EX-99.4 5 dex994.htm SUMMARY OF NON-EMPLOYEE DIRECTOR COMPENSATION PROGRAM Summary of Non-Employee Director Compensation Program

Exhibit 99.4

 

Non-Employee Director Compensation

 

The amended non-employee director equity compensation program provides that for any new director added to the Board after the date of this amendment, each director will receive an initial grant of 7,000 stock options and 1,000 restricted stock units, pro-rated from the date of appointment to the date of the next annual meeting. These initial stock options and initial restricted stock units will vest over the next year. The stock options will be granted at an exercise price equal to the current fair market value of our common stock. The restricted stock units will only be settled, to the extent vested, by issuance of one share of our common stock for each unit, upon the termination of the director’s service to the Company.
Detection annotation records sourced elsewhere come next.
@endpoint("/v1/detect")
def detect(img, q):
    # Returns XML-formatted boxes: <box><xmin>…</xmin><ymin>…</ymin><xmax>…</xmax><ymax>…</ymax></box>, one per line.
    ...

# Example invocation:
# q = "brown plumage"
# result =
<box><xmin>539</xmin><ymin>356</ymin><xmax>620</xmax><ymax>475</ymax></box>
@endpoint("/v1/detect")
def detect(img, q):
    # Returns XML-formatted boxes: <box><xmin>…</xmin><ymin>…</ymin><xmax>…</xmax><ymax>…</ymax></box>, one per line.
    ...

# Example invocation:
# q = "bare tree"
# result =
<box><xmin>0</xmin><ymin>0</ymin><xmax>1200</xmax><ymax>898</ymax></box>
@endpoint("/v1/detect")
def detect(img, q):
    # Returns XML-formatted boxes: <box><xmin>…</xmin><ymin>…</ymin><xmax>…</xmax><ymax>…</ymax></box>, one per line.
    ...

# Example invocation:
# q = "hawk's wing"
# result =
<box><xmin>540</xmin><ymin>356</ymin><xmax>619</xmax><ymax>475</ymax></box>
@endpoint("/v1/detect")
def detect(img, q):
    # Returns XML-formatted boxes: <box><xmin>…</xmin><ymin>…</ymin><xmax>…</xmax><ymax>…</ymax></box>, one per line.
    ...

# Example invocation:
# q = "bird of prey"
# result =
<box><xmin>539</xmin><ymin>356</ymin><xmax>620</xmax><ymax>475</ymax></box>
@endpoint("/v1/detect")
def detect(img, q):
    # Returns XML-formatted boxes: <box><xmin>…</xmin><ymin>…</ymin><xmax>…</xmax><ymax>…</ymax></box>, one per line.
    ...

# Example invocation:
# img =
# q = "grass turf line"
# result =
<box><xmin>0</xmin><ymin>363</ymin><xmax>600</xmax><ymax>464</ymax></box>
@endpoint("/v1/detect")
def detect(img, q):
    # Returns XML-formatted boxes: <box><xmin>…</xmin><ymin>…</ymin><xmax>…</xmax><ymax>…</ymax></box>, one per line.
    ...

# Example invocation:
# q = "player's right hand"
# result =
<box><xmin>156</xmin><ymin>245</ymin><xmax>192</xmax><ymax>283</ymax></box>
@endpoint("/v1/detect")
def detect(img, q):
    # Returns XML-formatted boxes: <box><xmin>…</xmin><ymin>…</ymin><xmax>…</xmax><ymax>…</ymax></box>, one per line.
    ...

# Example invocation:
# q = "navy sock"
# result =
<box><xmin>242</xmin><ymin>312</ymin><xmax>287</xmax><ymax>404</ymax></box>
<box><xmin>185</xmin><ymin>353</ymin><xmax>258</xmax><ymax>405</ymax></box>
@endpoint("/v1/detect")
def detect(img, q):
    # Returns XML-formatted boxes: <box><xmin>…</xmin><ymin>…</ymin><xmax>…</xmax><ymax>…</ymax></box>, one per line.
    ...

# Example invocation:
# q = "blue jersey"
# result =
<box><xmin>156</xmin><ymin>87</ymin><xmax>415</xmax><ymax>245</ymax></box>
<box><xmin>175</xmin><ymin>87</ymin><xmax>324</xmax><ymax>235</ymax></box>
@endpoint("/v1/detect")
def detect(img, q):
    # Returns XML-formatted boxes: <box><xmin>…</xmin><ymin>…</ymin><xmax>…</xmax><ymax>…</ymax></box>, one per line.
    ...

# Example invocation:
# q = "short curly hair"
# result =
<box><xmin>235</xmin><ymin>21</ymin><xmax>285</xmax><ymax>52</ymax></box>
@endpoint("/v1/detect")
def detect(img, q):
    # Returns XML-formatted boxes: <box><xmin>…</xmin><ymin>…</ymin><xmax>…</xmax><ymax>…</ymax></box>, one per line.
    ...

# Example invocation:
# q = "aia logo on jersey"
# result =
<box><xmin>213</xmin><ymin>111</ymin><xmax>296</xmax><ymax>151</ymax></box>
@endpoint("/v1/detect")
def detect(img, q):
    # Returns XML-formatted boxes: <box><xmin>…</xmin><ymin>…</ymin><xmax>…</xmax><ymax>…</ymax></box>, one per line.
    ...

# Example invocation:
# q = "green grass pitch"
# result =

Both the stock options and the restricted stock units will become vested (and settled to the extent applicable) upon the occurrence of a change of control of the Company.

 

In addition, as a result of this amendment to the Company’s non-employee director equity compensation program, each non-employee directors will also receive, on an annual basis, 7,000 stock options and 1,000 restricted stock units. The terms and conditions of these annual awards are identical to the initial awards described above vesting 1/12 each month, and become fully vested one year after grant. The Form of Non-employee Director Stock Option Agreement and Restricted Stock Unit

 

All non-employee directors will continue to receive the following cash compensation for service on the Board:

 

Annual Retainer:

      

Board Member

   $ 50,000

Committee Member

   $ 62,500

Committee Chair

   $ 75,000

Presiding Director
(If the Presiding Director is not a Committee Chair)

   $ 75,000

Presiding Director
(If the Presiding Director is a Committee Chair)

   $ 87,500

 

Payments are made in advance on a quarterly basis on or about January 1, April 1, July 1, and October 1. On each payment date, each director shall receive 25% of the single highest Annual Retainer applicable for his or her status as reflected in the table above. Appropriate adjustments are made to reflect partial quarter service and a director’s change in status.

 

The Company reimburses all non-employee directors for expenses incurred to attend meetings of the Board or its committees, promptly after such expense is incurred.